Sans jamais avoir dansé seul dans son salon, ou donné un cours devant une webcam, le collectif s’est lancé là-dedans, « on a accepté le fait que ça ne pouvait pas être parfait, que nos corps confinés soient dans des états particuliers… Au moins quelque chose se passe, nous ne sommes pas seuls », précise la danseuse. Il n’y a pas de vocation esthétique ici mais un lien entre ce qui se passe sur le net et dans le réel. Et puis, exit le quatrième mur, ici le geste est commenté, répété à la demande, le prof encouragé, le public est actif.

C’est cet échange qui est mis en avant tous les jours du confinement, autour de cinq membres du collectif proposant des cours en ligne pour les amateurs et danseurs pro, le samedi étant consacré à un professeur invité, comme précédemment le Grec Konstantinos Kafantaris, le Luxembourgeois Marc Fol ou prochainement la Finlandaise Anu Sistonen.

« Hi Guys, I think the music is loud… », ce sont quelques mots qui amorcent une des vidéos live de LuCoDa. Alors, si le live comporte ces aléas, il n’y a que peu de place à l’impro dans ces cours où se glisse à chaque fois « une phrase chorégraphique ». Tout cela s’opère dans différents lieux : des salons dans le vieux, des cuisines blanches sur blanc ou encore dans des chambres étroites, où au sol, sur carrelage, tapis ou parquet, les danseuses de LuCoDa n’ont besoin que d’une caméra pour se lancer, « le danseur est dans une pratique collective et sociale, ces live nous permettent de palier à la solitude. Même seul devant notre écran, on créée du lien, on reste actifs, et on prépare le futur », ajoute Barthélémy.

Certes, les cours engagent tout de même un certain nombre de mètres carrés, mais c’est bien le seul bémol qu’on relève jusqu’alors. Car si oui, danser devrait pouvoir se faire partout, difficile de suivre la cadence dans un 30 m2 cuisine et salle de bain superposées… Cependant, la large diffusion de ce genre de vidéos, encourageant à la décentralisation de la pratique artistique, rend indiscutablement légitime l’action.
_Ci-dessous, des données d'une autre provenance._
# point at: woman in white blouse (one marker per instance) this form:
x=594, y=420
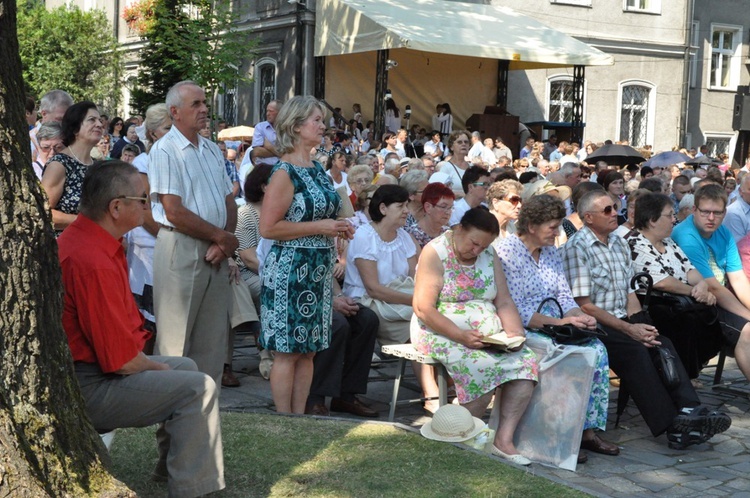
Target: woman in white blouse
x=380, y=266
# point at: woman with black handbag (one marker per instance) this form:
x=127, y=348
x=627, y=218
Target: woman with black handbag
x=682, y=309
Et puis tant pis, car dans un second temps, les membres de LuCoDa projettent d’autres aventures, « actuellement on essaie de trouver un moyen pour partager quelque chose ensemble ». Un projet qui serait créé exclusivement dans, pour et par ce contexte de confinement devrait émerger, même face à des préoccupations se cumulant avec l’avenir qui s’annonce incertain pour l’instant…

Ce qui est sûr c’est que LuCoDa, créée pour Esch 2022, a déjà commencé son Esch 2022… Tout cela ressemble fort à une forme de teasing du travail et des caractéristiques de chacun, en plus de la matière vidéo en présence, qui constitue une archive importante pour le collectif afin de garder des traces et valoriser ensuite d’autres démarches.

Néanmoins, si les live culturels inondent internet, bien plus qu’il n’en faudrait, ceux du LuCoDa font partie de la branche qui gagne à être connue, ou au pire « à regarder plus tard ». Avec 28 classes données depuis le 24 mars, devant plus de 25 000 spectateurs internautes, le projet connecté du collectif peut se targuer d’une réussite louable. Pourtant, tout hikikomori que nous ne sommes pas, le virtuel lassera un jour, indubitablement, mais LuCoDa engage de la meilleure des façons son retour dans le réel et hâte plus encore l’envie d’y être.